In Belarus, the autocratic regime of Alexander Lukashenko has long stifled fundamental rights and repressed the political opposition. Elections are neither free nor fair. For the first time in decades, however, the presidential elections of 2020 offered a potential avenue for change, with credible opposition candidates and a civil society reenergized by government incompetence in the face of the Covid-19 pandemic.

In partnership with local civil society groups, Horizontal developed a custom version of Tella specifically designed for the needs of Belarusian observers. To reduce training needs and make onboarding as smooth as possible, the user interface was simplified and the app was connected to the servers of the monitoring organizations by default. It was also localized into Belarusian and Russian.

Tella had already been deployed in Belarus during the 2019 Parliamentary elections, so many observers were already familiar with the tool.

During early voting and on Election Day, observers used Tella to submit photos, videos, and additional information via forms, in a structured and standardized format so that it could be quickly analyzed. Severe internet disruptions and the complete shutdown of mobile internet before, during, and after the election prevented observers from immediately transferring the data they collected to their organizations. However, Tella’s offline capabilities allowed users to continue collecting data and keep it safe and secure on their device until they could upload it to the server.

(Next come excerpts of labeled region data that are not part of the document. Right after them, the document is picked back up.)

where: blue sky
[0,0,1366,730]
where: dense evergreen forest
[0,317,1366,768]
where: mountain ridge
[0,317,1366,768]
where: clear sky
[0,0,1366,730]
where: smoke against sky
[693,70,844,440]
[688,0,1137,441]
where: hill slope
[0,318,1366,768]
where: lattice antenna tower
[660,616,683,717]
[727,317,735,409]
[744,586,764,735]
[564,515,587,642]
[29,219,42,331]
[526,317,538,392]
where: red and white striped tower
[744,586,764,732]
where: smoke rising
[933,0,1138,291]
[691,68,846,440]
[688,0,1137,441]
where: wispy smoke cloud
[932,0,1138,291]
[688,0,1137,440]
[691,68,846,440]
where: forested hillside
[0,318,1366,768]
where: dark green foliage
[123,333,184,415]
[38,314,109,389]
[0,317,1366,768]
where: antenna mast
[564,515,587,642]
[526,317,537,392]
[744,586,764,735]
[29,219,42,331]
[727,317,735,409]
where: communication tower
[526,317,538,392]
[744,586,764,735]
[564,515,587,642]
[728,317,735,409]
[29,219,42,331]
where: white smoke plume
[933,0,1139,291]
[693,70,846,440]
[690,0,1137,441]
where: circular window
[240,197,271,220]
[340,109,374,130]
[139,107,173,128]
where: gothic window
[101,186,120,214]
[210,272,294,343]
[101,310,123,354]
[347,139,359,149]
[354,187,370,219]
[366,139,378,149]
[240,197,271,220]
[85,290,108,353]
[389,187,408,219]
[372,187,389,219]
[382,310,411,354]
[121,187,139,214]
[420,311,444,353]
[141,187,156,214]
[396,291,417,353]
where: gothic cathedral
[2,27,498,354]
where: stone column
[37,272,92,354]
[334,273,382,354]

Despite internet disruptions, 250 observers used Tella to submit a total of 1091 reports.

In the aftermath of the elections, official results claimed that Lukashenko was re-elected to a sixth term in office with 80% of the vote. Local and international organizations questioned the integrity of this election. The data collected by independent observers, including with Tella, revealed widespread violations of electoral laws and procedures, as well as extensive human rights abuse.

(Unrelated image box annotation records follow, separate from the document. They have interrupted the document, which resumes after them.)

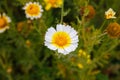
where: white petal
[71,35,79,43]
[64,43,78,52]
[63,25,71,33]
[56,24,64,31]
[70,28,77,38]
[45,41,57,50]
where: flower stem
[60,0,64,24]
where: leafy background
[0,0,120,80]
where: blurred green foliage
[0,0,120,80]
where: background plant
[0,0,120,80]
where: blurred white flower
[23,2,43,20]
[45,24,79,54]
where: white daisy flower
[45,24,79,54]
[0,13,11,33]
[105,8,116,19]
[23,2,43,20]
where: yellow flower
[0,13,11,33]
[106,22,120,38]
[45,24,79,54]
[44,0,63,10]
[77,63,83,69]
[105,8,116,19]
[23,2,43,20]
[78,49,86,57]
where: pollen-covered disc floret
[23,2,43,20]
[105,8,116,19]
[0,13,11,33]
[44,0,63,10]
[45,24,79,54]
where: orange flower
[44,0,63,10]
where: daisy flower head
[105,8,116,19]
[0,13,11,33]
[45,24,79,54]
[23,2,43,20]
[44,0,63,10]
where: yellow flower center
[26,4,40,15]
[0,18,7,28]
[107,13,113,18]
[52,31,71,48]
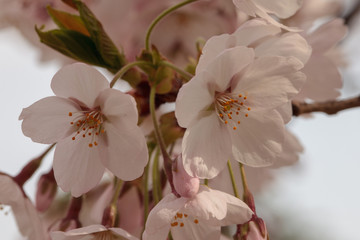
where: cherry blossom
[51,225,138,240]
[19,63,148,197]
[296,18,347,101]
[143,186,253,240]
[233,0,302,31]
[0,173,47,240]
[175,47,306,178]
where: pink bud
[173,154,200,198]
[35,170,57,212]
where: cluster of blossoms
[0,0,346,240]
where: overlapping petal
[19,96,79,144]
[230,111,285,167]
[182,113,232,178]
[51,63,109,108]
[232,56,306,111]
[53,136,105,197]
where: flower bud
[173,154,200,198]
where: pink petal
[53,136,104,197]
[109,228,139,240]
[175,72,215,127]
[143,194,187,240]
[96,88,138,127]
[51,63,109,108]
[99,122,149,181]
[19,96,79,144]
[182,112,231,178]
[232,56,306,111]
[204,46,255,92]
[306,18,348,54]
[255,33,311,64]
[196,19,281,73]
[230,111,285,167]
[171,216,221,240]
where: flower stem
[143,159,151,223]
[239,162,249,194]
[152,148,161,204]
[228,160,240,198]
[110,61,150,88]
[160,61,193,81]
[150,85,180,197]
[101,177,123,227]
[145,0,197,51]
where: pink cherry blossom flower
[295,18,347,101]
[175,47,306,178]
[0,173,47,240]
[19,63,148,197]
[173,154,200,198]
[143,186,253,240]
[51,225,138,240]
[233,0,302,31]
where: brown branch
[292,96,360,116]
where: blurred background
[0,1,360,240]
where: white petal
[51,225,107,240]
[175,72,215,128]
[19,97,79,144]
[53,136,105,197]
[96,88,138,127]
[232,56,306,111]
[230,111,285,167]
[183,186,253,226]
[204,46,255,92]
[171,216,221,240]
[109,228,139,240]
[0,174,46,240]
[306,18,347,54]
[255,33,311,64]
[143,194,187,240]
[51,63,109,108]
[99,121,149,181]
[252,0,303,18]
[196,19,281,73]
[233,0,257,17]
[182,112,231,178]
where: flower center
[69,109,105,147]
[170,212,199,227]
[215,93,251,130]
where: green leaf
[73,0,125,69]
[47,6,90,36]
[35,27,105,66]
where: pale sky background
[0,3,360,240]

In its post-election report, the Organization for Security and Co-operation in Europe (OSCE) in its recent report wrote that human rights abuses “were found to be massive and systematic and proven beyond doubt”. Among countless violations, observers documented intimidation and persecution of activists, detention of prospective candidates, election fraud, restriction on access to information, beatings, and sexual violence. Observers themselves were threatened, detained, and barred from the polling stations. According to OSCE, “the vote was not transparent, free or fair”. The server was shut down a few months after the elections, once all the data was downloaded and processed by the organization.